A new study, however, argues that notion of personal empowerment is “an illusion.” Corporations are “nudging” the flow of our online attention more than we realize, and often in hidden ways – not unlike radio and TV programmers of the past – said co-authors Harsh Taneja, with the University of Illinois at Urbana-Champaign, and Angela Xiao Wu, with New York University.
The researchers analyzed clickstream data on a million people over one month of internet use. They also looked at corporate ownership of sites and platforms, how those sites were designed, and the partnerships that connected them.
They found that on the web, “media architectures still shape the flow of public attention. This happens in subtle ways that nudge users in particular directions. It often takes advantage of habitual behaviors and is generally difficult for the users themselves to see or understand.”
Concerns about the power of Big Tech have been growing, with an antitrust case recently filed and executives testifying before Congress, but Taneja and Wu claim their study is one of the few to document Big Tech’s power systematically and at scale.
Taneja is a professor of media at Illinois and Wu is a professor of media, culture and communication at NYU. Their study, “Going with the flow: Nudging attention online,” with third author James G. Webster, a professor emeritus of communication studies at Northwestern University, was published online by the journal New Media & Society.
In talking about “flow,” the researchers are referencing a concept applied earlier to radio and television, “audience flow,” which described how broadcasters planned shows and schedules to direct viewers into sequences of programs.
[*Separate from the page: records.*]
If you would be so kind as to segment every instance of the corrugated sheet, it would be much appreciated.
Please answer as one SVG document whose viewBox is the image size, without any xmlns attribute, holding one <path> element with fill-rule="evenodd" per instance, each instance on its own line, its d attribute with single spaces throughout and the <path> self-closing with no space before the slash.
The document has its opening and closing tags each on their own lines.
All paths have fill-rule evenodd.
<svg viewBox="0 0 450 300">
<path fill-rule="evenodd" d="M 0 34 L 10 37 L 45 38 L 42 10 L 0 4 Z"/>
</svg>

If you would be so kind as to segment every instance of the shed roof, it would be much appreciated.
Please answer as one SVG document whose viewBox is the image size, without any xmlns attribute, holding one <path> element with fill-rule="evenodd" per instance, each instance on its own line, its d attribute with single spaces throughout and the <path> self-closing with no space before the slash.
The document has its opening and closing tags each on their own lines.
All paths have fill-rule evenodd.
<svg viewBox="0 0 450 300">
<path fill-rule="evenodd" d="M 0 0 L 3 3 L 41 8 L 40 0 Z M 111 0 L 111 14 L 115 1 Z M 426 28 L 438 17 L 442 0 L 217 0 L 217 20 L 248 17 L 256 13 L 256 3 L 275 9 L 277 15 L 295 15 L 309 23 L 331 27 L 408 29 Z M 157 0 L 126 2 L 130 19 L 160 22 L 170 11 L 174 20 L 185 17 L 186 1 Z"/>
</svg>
“What we are trying to show here,” Taneja said, “is that even on the internet there are reasonably predictable patterns of how people go from website to website, which happens due to these larger effects that are not really based on content. They are based instead on how the internet is structured by these corporations – by who links where, who partners with whom. A lot of these corporate nudges actually mainstream what people get exposed to, in ways that give users less of what they may willingly choose.”
The data used by Taneja and Wu was collected by the research firm Comscore during October 2015. Their data sample, based on a panel of 1 million internet users, included 1,761 websites that reached at least 1% of U.S. users during that month. Drawing on that data, they identified common clusters or “constellations” of websites that represent browsing sequences and established how that browsing behavior linked to corporate ownerships, partnerships and website types.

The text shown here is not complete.